# Explore Email Dataset

This notebook trims the 517k-message Enron corpus into a workshop-ready pool of threads.
We focus on three steps:
- profile the raw email table and capture baseline metrics
- parse headers into structured columns we can filter on
- apply time, keyword, and thread-length filters to surface high-signal conversations


In [2]:
import math
import os
import multiprocessing as mp
import re
from email.utils import parseaddr, getaddresses
from pathlib import Path

import matplotlib.pyplot as plt
import numpy as np
import pandas as pd
from IPython.display import Markdown, display
from concurrent.futures import ProcessPoolExecutor
from concurrent.futures.process import BrokenProcessPool
from pprint import pprint

pd.set_option('display.max_columns', None)
pd.set_option('display.max_colwidth', 160)

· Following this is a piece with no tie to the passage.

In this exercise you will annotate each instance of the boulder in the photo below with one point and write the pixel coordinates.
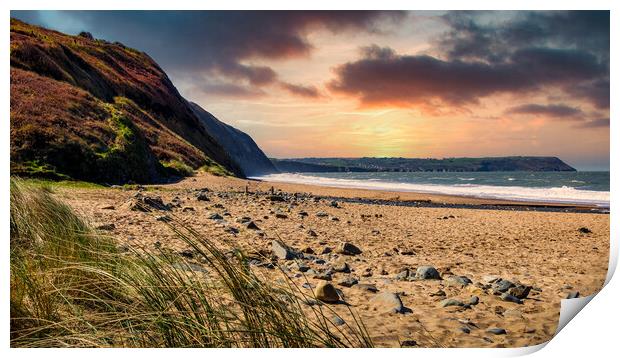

DATA_PATH = Path('../data/emails.csv')
TIME_WINDOW = (pd.Timestamp('2001-03-01'), pd.Timestamp('2001-06-30'))
THREAD_LEN_RANGE = (2, 8)
ACTION_KEYWORDS = [
    'deadline',
    'deliver',
    'deliverable',
    'please review',
    'fyi',
    'action item',
    'follow up',
    'schedule',
    'update',
    'approve',
]
ACTION_PATTERN = re.compile('|'.join(re.escape(k) for k in ACTION_KEYWORDS), flags=re.IGNORECASE)
plt.style.use('seaborn-v0_8')


## Load raw email table

`emails.csv` stores the raw MIME messages with a source filepath. We keep the full table in
memory for now so downstream filters can operate on the entire quarter.

In [3]:
raw_df = pd.read_csv(DATA_PATH, usecols=['file', 'message']).rename(columns={'message': 'raw_message'})
raw_shape = raw_df.shape
raw_mem_mb = raw_df.memory_usage(deep=True).sum() / 1024 ** 2
print(f'Loaded {raw_shape[0]:,} rows – {raw_shape[1]} columns (~{raw_mem_mb:,.1f} MB)')
display(raw_df.head(3))


Loaded 517,401 rows – 2 columns (~1,403.6 MB)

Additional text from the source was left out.